Configuring IP failover
This topic describes configuring IP failover for pods and services on your OKD cluster.
IP failover manages a pool of Virtual IP (VIP) addresses on a set of nodes. Every VIP in the set is serviced by a node selected from the set. As long a single node is available, the VIPs are served. There is no way to explicitly distribute the VIPs over the nodes, so there can be nodes with no VIPs and other nodes with many VIPs. If there is only one node, all VIPs are on it.
The VIPs must be routable from outside the cluster. |
IP failover monitors a port on each VIP to determine whether the port is reachable on the node. If the port is not reachable, the VIP is not assigned to the node. If the port is set to 0
, this check is suppressed. The check script does the needed testing.
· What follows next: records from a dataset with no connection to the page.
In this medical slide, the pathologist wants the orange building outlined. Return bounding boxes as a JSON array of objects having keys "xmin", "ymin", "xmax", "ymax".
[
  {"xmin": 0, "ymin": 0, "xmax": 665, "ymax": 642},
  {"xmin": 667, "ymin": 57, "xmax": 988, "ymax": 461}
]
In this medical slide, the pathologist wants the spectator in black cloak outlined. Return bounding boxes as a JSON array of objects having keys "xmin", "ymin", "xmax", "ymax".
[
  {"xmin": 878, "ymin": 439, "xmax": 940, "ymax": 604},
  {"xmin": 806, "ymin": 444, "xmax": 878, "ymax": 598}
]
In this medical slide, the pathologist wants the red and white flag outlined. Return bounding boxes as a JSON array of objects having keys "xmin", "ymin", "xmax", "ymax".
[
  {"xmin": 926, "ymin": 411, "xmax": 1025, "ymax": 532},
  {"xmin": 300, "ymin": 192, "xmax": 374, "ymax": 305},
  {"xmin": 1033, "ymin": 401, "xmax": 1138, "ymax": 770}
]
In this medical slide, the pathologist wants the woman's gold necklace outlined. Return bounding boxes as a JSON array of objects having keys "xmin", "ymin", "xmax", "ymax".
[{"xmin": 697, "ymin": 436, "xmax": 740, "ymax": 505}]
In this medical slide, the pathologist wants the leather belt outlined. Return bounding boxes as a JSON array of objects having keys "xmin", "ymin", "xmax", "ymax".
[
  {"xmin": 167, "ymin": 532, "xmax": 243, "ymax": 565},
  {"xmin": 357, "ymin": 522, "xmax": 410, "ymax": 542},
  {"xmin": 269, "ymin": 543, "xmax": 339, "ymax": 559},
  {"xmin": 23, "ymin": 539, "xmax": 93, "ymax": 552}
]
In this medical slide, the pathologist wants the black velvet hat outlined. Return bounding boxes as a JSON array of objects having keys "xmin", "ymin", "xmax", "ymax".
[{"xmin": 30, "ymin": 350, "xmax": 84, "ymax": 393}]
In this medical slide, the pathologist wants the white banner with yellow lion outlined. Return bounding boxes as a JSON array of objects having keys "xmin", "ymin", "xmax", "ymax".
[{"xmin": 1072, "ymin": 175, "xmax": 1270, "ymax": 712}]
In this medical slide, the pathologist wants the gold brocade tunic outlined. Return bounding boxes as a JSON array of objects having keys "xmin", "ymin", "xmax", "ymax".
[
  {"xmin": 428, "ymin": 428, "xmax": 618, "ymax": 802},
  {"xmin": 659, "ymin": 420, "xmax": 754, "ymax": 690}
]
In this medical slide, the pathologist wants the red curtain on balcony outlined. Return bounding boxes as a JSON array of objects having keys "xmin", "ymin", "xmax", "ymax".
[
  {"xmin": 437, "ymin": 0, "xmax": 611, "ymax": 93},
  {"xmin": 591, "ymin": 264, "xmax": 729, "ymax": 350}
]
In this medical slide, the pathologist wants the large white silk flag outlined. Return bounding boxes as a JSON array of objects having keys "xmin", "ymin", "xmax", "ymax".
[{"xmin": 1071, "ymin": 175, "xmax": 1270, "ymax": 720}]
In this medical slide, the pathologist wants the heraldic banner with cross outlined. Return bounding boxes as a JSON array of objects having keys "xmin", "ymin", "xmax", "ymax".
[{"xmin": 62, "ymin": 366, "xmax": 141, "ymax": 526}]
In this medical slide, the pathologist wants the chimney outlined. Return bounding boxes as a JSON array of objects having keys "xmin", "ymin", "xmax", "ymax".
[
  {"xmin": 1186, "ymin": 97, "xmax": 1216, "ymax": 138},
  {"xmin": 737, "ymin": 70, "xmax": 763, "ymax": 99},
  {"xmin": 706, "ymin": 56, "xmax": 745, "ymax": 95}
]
IP failover uses Keepalived to host a set of externally accessible VIP addresses on a set of hosts. Each VIP is only serviced by a single host at a time. Keepalived uses the Virtual Router Redundancy Protocol (VRRP) to determine which host, from the set of hosts, services which VIP. If a host becomes unavailable, or if the service that Keepalived is watching does not respond, the VIP is switched to another host from the set. This means a VIP is always serviced as long as a host is available.
When a node running Keepalived passes the check script, the VIP on that node can enter the master
state based on its priority and the priority of the current master and as determined by the preemption strategy.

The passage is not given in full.